Phénotype et génotype
Outre la précision des mesures, des facteurs de milieu systématiques, comme l’affouragement et le mode de détention, influencent eux aussi l’héritabilité d’un caractère. A l’aide de l’estimation de la valeur d’élevage (EVE), on essaie de distinguer l’impact de l’environnement sur l’expression d’un caractère (phénotype) par rapport à l’impact de la génétique (génotype). Plus on arrive à décrire précisément le milieu au sein duquel une performance a été réalisée et plus on peut corriger son impact.

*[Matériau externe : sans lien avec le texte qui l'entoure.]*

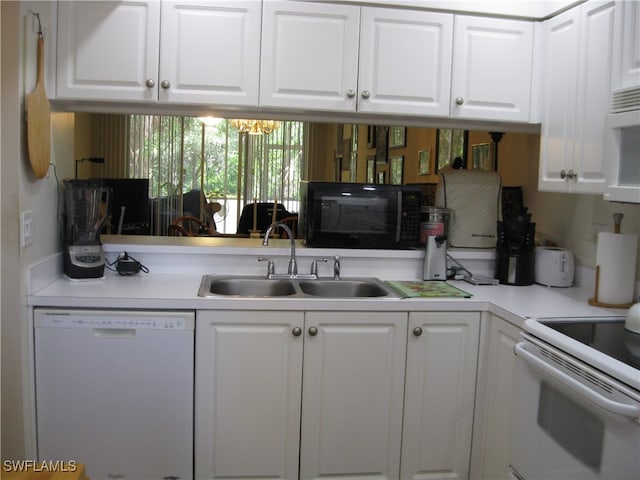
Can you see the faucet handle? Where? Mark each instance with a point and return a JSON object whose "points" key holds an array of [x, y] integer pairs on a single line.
{"points": [[314, 264], [271, 269]]}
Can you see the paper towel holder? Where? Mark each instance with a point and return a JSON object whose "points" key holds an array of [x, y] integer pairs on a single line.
{"points": [[596, 303]]}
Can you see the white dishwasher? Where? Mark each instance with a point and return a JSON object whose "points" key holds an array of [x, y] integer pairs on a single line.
{"points": [[114, 390]]}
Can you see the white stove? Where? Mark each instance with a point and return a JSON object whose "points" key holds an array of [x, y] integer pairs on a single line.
{"points": [[577, 399], [601, 342]]}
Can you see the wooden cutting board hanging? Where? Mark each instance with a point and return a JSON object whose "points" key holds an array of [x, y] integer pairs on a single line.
{"points": [[39, 119]]}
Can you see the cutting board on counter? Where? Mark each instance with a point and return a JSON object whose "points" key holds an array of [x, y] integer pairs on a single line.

L’héritabilité d’un caractère est moins décisive pour le succès d’élevage que le degré de précision des valeurs d’élevage estimées sur cette base. Pour les taureaux, on peut aussi obtenir des valeurs d’élevage sûres pour des caractères présentant une faible héritabilité en observant un nombre de descendants suffisant. Cela s’applique à la plupart des caractères de fitness, comme dans l’exemple de la mesure grossière de la hauteur au sacrum. L’enregistrement des résultats d’insémination sur plusieurs années permet de disposer d’une excellente base de données pour l’EVE fertilité.
Caractères auxiliaires
Il en va différemment pour les caractères de santé. S’agissant de ces derniers, la base de données provenant des journaux de traitement électroniques des organisations d’élevage est encore un peu juste. Les caractères auxiliaires basés sur les taux cellulaires permettent malgré tout d’obtenir des valeurs d’élevage (VE) assez fiables pour la résistance aux mammites. C’est encore plus vrai pour le caractère de la résistance à la cétose, pour lequel Qualitas a développé une EVE. Cette dernière se base sur les caractères auxiliaires rapport graisse-protéine et concentration en acétone dans le lait ainsi que sur la concentration en acides gras non estérifiés (AGNE) dans le sang. Les AGNE sont un indicateur de mobilisation des graisses. Leur concentration dans le sang est déterminée à partir du lait. Cela nécessite des équations prédictives basées sur les données spectrales MIR du lait obtenues lors des analyses en laboratoire réalisées dans le cadre du contrôle laitier. Actuellement, l’EVE résistance à la cétose est encore en phase de validation. La nouvelle valeur d’élevage ne sera probablement publiée officiellement que lorsqu’une EVE génomique sera aussi réa lisable.
Sélection génomique
Pour les autres caractères de fitness comme la fertilité, la sélection génomique fonctionne assez bien pour des populations importantes. Disposer de valeurs d’élevage relativement sûres permet de prendre des décisions de sélection à un stade plus précoce dans la vie d’un animal qu’en se basant sur les seules valeurs d’élevage selon l’ascendance. Cela contribue à diminuer les frais d’élevage et permet aussi, en recourant de manière ciblée à des doses sexées et des inséminations avec des taureaux d’engraissement, une intensité de sélection plus élevée pour les animaux femelles.
Lorsque l’on utilise des jeunes taureaux génomiques, il convient de répartir les risques sur plusieurs taureaux.
Pour les animaux mâles, cela autorise par ailleurs des intervalles intergénérationnels nettement plus courts que si la plupart des inséminations s’effectuaient avec des taureaux testés selon la descendance. Lorsque l’on utilise des jeunes taureaux génomiques, il faut être conscient que les résultats sont moins sûrs qu’avec le testage par la descendance. En choisissant des taureaux d’insémination pour inséminer son troupeau, il ne faut pas tout miser sur la même carte et répartir les risques sur plusieurs jeunes taureaux correspondant au but d’élevage de l’exploitation.
Utiliser les valeurs d’élevage globales
Le nombre élevé de valeurs d’élevage et les changements fréquents au niveau de l’offre en taureaux d’IA font que l’éleveur perd rapidement la vue d’ensemble au moment de choisir des taureaux adaptés à ses besoins. Les valeurs d’élevage globales (VEG, ISET) sont une aide bienvenue, les différents caractères étant englobés dans une seule valeur en fonction de leur importance économique. Les éleveurs qui souhaitent accorder plus d’importance aux caractères de fitness peuvent sélectionner les taureaux les mieux adaptés de manière simple, en se basant sur leurs valeurs d’élevage partielles (FIW, IFF). Pour les troupeaux plus grands en particulier, il est recommandé d’utiliser la fonction pour plan d’accouplement disponible sur les sites Internet des fédérations d’élevage.